Pre-existing pulmonary disease such as asthma or COPD, and morbid obesity are also post -operative risk factors that can lead to pulmonary compromise and pneumonia.

Frequently Asked Questions

“What billing or insurance information will I receive?”

As long as you have obtained any referrals (if required by your insurance carrier) and provided our office with the appropriate billing/insurance information we will take care of the rest.  We work directly with the carrier to pre-certify and bill any procedures.

In the unlikely instance we need anything additional we will contact you directly in a timely manor.

“How long will it take to get things settled with the insurance company?”

Typically after a patient is home it will take 2 weeks to gather and coordinate the appropriate codes to provide to the payor after which the payor will process and pay the claim.  Each payor has different terms but it typically will be paid within 90 days.

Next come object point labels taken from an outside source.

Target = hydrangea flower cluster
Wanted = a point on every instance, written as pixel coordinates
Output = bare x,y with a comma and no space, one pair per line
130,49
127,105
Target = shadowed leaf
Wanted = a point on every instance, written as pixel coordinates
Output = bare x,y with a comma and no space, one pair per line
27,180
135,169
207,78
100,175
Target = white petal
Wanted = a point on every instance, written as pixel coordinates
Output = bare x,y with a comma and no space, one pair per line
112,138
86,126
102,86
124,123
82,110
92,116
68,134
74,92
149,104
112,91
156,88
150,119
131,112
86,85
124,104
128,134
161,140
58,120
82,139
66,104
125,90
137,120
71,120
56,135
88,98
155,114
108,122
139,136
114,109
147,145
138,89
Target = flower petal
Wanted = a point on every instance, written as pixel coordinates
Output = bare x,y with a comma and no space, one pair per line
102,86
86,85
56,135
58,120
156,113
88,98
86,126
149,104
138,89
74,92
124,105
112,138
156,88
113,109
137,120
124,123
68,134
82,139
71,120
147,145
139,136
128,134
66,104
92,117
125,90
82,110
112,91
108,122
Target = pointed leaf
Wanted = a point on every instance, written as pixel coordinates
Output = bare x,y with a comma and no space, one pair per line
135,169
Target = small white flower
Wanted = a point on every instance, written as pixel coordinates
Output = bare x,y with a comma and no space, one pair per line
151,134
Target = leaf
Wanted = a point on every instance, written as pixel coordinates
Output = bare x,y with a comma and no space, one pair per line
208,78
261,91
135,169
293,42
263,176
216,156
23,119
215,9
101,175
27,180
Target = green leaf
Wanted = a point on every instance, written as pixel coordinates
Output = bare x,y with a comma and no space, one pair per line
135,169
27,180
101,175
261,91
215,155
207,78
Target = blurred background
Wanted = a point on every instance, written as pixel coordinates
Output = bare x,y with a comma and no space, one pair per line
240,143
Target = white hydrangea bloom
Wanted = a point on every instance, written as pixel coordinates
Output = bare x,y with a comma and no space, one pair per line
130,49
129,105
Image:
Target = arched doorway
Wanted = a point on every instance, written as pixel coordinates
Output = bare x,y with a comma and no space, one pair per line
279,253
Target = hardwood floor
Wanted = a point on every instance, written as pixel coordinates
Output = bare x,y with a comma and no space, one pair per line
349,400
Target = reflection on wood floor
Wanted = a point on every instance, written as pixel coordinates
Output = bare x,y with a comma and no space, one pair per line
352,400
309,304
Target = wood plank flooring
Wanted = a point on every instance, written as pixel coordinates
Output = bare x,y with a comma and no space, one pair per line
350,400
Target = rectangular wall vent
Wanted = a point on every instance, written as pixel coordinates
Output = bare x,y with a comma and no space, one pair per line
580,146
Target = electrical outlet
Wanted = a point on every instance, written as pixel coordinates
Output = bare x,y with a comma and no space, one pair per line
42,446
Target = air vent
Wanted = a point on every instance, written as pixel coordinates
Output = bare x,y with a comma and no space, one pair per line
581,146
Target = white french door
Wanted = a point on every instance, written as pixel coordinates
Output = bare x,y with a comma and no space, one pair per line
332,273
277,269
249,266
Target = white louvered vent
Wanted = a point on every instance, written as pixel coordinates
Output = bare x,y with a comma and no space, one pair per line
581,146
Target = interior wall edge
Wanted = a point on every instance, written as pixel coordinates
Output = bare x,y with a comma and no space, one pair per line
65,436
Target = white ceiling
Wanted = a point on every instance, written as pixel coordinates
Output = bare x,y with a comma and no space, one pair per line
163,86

If the payer requires any additional information from the physicians we work diligently to provide them an immediate response to further delay the process.

“Why am I getting bills from physicians?”

Typically you may receive a bill from the physician(s) and/or hospital once your payer has processed and paid the claim, upon which any remaining balance, copayments or deductibles will be billed to the patient.

“I received a notice that my insurance company has paid on my bill, but I can’t understand how they calculated their payment amount. Do you know?​”

Insurance companies pay based on their set allowances and percentages for your individual health plan.  These vary from plan to plan.

Patient balances come from one or a combination of the percentage that patient is responsible for as well as copayments and deductibles.

While we are always happy to try and assist and/or route you to the appropriate party to help you, these types of questions are typically best answered by the insurance plan/payer directly.

It is always best to contact your payor prior to your procedure and find out what you will be responsible for based on your plan.